Home Internasional Tren Tarps Off sedang melanda dunia bisbol: NPR

Tren Tarps Off sedang melanda dunia bisbol: NPR

5
0


Penggemar Tampa Bay Rays menyemangati tim saat inning kedelapan pertandingan bisbol melawan Baltimore Orioles, Senin, 18 Mei 2026, di St.Petersburg, Florida.

Chris O’Meara/AP


sembunyikan keterangan

beralih keterangan

Chris O’Meara/AP

Major League Baseball sedang mengalami epidemi (sebagian besar).

Di stadion-stadion bisbol di seluruh negeri, kelompok-kelompok yang sebagian besar terdiri dari laki-laki muda ikut serta dalam tren “Tarps Off” yang keras, aneh, menular, dan baru dalam dunia bisbol. Bergabung dengan pesta itu sederhana: pergi ke bagian tempat pesta berlangsung, buka baju Anda dan mulailah memutarnya di atas kepala Anda.

Nyanyian atau yel-yel yang mirip sepak bola biasanya menyusul – menyuntikkan semburan energi ke dalam olahraga yang terkadang dikecam karena kurangnya energi di dalam stadion.
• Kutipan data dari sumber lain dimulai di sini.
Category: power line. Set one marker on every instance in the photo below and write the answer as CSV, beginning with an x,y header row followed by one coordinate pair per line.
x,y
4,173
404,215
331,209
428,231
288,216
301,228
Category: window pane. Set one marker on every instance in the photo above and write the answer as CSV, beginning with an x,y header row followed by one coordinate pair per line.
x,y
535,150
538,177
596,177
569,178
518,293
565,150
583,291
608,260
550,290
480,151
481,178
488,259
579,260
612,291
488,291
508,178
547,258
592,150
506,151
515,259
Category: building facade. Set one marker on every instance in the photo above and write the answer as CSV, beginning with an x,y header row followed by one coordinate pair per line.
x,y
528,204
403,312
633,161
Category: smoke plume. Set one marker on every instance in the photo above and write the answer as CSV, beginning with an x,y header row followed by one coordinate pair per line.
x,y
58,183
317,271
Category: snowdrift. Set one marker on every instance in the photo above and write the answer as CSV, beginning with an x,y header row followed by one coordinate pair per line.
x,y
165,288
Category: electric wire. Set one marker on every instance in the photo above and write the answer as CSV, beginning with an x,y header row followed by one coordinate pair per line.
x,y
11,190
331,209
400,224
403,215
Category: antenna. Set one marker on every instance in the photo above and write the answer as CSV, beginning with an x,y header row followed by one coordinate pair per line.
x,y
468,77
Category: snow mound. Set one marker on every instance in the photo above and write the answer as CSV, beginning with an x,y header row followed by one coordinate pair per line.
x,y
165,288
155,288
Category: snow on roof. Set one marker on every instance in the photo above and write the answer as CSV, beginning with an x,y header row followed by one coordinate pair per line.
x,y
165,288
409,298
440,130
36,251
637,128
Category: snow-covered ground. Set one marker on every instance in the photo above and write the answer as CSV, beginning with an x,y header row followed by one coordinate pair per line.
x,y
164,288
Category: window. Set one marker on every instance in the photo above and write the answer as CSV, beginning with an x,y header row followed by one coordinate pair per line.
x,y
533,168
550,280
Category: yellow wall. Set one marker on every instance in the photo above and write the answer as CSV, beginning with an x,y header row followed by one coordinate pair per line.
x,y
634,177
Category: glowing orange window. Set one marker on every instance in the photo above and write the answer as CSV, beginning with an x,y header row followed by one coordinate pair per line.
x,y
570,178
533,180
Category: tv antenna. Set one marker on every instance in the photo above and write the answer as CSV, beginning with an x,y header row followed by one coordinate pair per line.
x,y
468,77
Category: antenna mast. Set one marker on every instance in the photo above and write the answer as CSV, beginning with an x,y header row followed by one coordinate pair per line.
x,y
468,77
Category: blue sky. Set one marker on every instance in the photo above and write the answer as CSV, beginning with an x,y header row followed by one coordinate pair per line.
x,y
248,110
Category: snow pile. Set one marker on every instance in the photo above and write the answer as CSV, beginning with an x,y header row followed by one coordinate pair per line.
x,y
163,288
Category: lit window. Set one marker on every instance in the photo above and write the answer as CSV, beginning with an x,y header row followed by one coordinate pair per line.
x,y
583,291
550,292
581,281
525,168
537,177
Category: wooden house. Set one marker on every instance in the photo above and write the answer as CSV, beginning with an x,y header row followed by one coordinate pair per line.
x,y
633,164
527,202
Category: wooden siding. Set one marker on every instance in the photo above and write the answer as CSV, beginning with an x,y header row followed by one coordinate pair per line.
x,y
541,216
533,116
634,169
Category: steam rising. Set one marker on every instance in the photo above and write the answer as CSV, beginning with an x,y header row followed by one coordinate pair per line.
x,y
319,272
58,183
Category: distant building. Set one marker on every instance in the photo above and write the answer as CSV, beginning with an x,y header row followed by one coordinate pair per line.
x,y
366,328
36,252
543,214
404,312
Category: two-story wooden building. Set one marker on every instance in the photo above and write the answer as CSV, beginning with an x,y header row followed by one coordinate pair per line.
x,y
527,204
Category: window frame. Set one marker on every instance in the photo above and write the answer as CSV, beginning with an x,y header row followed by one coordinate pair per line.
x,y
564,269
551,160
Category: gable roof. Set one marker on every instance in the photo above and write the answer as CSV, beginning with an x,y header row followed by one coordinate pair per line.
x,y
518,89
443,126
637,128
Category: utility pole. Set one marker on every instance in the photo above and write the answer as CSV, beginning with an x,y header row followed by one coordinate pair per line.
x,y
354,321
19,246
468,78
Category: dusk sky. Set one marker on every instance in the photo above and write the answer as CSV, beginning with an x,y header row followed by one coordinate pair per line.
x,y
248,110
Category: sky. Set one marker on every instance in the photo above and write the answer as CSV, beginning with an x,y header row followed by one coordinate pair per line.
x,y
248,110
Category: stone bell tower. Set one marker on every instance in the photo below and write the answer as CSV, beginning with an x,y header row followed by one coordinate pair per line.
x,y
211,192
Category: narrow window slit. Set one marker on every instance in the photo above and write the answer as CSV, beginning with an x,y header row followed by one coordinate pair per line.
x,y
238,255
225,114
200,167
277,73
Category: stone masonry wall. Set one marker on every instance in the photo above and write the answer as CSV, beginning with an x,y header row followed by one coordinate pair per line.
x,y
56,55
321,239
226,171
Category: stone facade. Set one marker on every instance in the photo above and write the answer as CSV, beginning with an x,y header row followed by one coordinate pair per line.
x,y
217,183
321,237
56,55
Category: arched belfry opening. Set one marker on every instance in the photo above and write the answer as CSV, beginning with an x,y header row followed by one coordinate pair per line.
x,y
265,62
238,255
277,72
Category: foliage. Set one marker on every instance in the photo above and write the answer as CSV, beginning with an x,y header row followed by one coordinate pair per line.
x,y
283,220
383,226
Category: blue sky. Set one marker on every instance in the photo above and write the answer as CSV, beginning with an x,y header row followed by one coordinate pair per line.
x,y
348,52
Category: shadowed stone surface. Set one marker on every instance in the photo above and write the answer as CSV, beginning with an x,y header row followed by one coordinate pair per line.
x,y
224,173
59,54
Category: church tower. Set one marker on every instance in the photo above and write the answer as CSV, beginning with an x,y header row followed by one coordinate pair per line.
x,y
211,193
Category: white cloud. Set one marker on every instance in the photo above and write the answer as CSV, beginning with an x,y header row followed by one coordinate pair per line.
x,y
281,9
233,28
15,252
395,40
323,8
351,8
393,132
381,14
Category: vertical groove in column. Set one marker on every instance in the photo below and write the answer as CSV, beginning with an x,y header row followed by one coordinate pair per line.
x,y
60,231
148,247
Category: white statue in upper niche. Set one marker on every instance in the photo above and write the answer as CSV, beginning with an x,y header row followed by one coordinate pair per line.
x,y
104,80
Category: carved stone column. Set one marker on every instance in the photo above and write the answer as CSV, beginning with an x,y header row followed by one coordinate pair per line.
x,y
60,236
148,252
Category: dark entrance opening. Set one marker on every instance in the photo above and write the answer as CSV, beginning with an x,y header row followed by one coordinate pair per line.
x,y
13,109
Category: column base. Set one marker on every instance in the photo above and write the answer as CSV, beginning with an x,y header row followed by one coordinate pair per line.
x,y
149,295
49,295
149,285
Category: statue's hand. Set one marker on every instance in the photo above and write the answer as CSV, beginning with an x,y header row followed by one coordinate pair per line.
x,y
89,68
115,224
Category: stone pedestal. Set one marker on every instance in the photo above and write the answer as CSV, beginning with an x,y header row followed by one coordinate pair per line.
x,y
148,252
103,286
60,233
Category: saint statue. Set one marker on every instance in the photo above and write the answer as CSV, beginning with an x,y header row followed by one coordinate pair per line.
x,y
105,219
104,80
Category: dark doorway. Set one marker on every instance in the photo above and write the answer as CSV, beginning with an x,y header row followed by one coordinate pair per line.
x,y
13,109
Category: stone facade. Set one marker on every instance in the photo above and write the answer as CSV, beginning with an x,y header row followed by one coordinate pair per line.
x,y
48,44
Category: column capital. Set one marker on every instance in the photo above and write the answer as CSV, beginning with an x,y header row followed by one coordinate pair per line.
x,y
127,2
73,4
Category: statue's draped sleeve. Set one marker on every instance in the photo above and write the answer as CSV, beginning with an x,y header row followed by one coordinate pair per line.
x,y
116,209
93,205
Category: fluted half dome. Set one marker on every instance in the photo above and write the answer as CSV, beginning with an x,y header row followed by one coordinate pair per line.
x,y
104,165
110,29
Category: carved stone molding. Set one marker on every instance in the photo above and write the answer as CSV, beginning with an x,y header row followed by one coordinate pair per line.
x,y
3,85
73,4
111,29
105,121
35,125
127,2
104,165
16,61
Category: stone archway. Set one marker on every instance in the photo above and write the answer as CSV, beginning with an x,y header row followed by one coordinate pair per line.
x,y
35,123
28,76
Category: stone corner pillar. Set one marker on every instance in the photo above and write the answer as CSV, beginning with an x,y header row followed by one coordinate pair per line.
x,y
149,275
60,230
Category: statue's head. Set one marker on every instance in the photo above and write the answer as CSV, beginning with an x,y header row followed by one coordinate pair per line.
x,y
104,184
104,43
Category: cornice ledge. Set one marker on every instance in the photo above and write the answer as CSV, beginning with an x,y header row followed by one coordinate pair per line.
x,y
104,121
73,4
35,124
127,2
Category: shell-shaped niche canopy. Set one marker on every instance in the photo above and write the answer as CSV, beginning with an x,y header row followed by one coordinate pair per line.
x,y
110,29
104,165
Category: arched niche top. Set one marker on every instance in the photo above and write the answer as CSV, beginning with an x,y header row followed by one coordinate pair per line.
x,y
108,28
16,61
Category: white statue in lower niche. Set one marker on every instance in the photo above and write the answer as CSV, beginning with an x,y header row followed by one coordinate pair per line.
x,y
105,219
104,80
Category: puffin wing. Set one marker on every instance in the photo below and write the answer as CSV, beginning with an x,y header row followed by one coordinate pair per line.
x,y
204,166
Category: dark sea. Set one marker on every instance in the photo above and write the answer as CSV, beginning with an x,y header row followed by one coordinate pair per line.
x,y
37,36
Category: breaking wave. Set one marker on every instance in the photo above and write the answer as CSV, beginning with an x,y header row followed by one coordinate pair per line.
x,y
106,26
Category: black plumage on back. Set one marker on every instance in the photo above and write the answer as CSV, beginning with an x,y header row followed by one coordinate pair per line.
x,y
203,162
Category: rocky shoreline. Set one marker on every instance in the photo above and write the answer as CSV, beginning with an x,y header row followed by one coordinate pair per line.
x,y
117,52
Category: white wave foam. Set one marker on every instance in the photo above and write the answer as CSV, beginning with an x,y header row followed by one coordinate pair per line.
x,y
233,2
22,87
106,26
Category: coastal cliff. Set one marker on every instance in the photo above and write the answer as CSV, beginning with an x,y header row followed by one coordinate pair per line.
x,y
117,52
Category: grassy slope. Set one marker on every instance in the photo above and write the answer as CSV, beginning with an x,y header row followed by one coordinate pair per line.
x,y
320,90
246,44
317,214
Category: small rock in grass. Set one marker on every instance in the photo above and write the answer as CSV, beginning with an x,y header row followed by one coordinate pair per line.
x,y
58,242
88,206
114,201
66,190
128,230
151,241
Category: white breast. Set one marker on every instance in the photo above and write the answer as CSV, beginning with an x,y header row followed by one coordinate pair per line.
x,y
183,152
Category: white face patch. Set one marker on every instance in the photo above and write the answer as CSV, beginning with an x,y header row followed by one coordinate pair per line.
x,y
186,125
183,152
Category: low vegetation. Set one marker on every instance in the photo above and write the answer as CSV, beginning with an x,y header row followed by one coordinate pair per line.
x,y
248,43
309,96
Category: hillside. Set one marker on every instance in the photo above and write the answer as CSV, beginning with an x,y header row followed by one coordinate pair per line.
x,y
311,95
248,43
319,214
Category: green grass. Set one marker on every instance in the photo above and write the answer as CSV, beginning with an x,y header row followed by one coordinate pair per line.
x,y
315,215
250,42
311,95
Louis Jumat lalu, turnamen ini telah menyebar ke seluruh liga, ke tempat-tempat seperti Detroit, Tampa Bay, Philadelphia, Seattle dan Anaheim, California.

Chad Bitzer — yang telah menghadiri pertandingan Mariners selama sekitar 13 tahun — termasuk di antara penggemar bertelanjang dada di Seattle. Alasannya sederhana: “Karena semua orang melepasnya.” Mengapa tidak ?

“Keren. Ini malam yang indah. Lepaskan,” kata Bitzer. “Malam Barat Laut yang Hebat. Kita hidup untuk musim panas. Kita hidup untuk cuaca yang baik.”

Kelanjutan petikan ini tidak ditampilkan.